Some people were unable to withstand this separation. They returned to their native lands and contaminated territories. And they continue to live there even today. These people managed to get through the catastrophe. But they couldn’t return to normal life. There is a huge social and psychological gap between them and modern society, which is unlikely to be overcome.
The Chernobyl accident and some peculiarities of living in the Exclusion Zone absorbed them in every sense. For some, they are outcasts who haven’t regretted accepting the general rules. For others, they’re “Robinsons” who doomed themselves to a challenge. Regardless of the labels hung, they, like any other category of people, are our compatriots.
COVID-19 and Chernobyl-86: political bonuses, vaccination or humanity
It’s no secret that emergencies and disasters occur during the lifetime of every generation. Natural, man-made, social or global shocks aren’t something fantastic. Humanity lives in these realities all the time.
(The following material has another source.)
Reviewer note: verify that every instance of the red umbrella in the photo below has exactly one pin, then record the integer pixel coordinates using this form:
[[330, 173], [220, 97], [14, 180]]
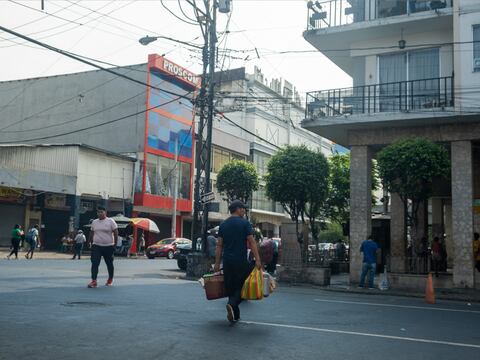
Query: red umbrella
[[145, 224]]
The authorities have its special role: to do everything so that people can survive. And the role of the entire society is to help each other get through the cataclysms, both physically and psychologically. In particular, to build honest communication with each other. Lack of information breeds fear, which can do much more harm than the problem.
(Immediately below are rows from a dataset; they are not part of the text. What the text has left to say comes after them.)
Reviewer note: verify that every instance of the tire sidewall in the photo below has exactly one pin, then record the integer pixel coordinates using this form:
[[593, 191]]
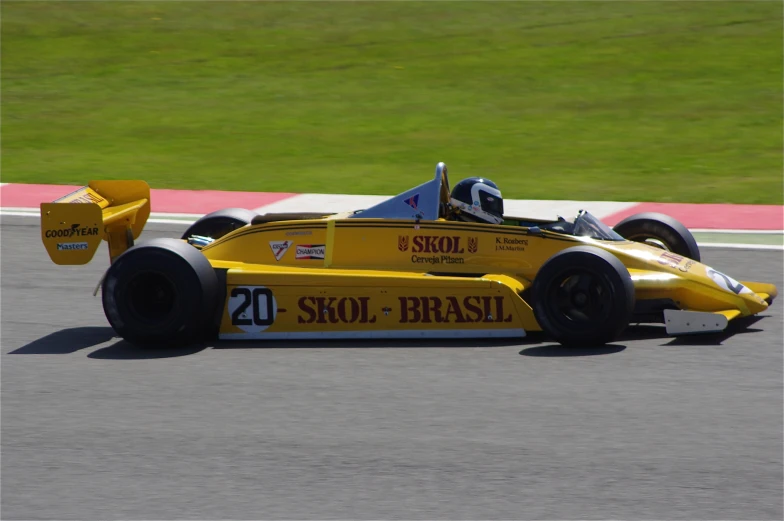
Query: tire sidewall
[[219, 223], [614, 277], [194, 288], [673, 234]]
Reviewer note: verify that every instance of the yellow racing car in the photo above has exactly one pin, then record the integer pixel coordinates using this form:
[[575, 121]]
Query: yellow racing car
[[409, 267]]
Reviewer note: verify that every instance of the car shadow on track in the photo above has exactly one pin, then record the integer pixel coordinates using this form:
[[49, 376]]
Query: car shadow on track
[[67, 341], [123, 350], [368, 344]]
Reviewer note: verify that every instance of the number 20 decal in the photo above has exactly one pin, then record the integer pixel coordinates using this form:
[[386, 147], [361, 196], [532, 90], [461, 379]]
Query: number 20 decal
[[252, 308]]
In this spirit, the case that occurred with the first reaction to COVID-19 in Ukraine is extremely indicative. This, like the Chernobyl accident, clearly shows an attempt to discriminate against people who have returned from epidemic-stricken China. While the plane was landing at the Kharkiv airport, residents of Novy Sanzhary blocked the road to the military sanatorium.
The reaction of people in Chernivtsi, where the first case of COVID-19 infection has been registered, is also indicative. Residents of the apartment, where a spouse of the infected person lived, protested and blocked the road, demanding the isolation of the woman. As a result, the authorities had to isolate a healthy person for observation under public pressure.
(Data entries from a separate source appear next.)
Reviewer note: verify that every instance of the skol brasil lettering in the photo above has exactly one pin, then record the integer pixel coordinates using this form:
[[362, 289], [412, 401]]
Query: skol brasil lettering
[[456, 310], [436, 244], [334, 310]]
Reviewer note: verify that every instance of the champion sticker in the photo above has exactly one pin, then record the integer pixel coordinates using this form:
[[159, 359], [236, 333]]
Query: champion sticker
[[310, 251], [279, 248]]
Chernobyl-86 and COVID-19 aren’t the first, but not the last incidents of humanity. And if we miraculously manage to minimize technogenic cataclysms, we will hardly be able to get rid of viral ones. In any case, WHO assures that we’ll have to go through more than one pandemic in the near future. Therefore, physical, material and psychological, communication problems will affect everyone sooner or later.
Being ready to meet them means making an attempt to minimize their negative consequences. To do this, we need to correctly learn the lessons of both Chernobyl-86 and the coronavirus pandemic. Having mastered them, we’ll create a competent algorithm for interaction between the authorities and society. Its main criterion should be mutual trust and responsibility. The habit of fighting for political bonuses against the background of misfortune or general fear of the unknown should disappear on a universal scale. And it doesn’t matter how it will be realized: by the humanity of society or by means of its vaccination.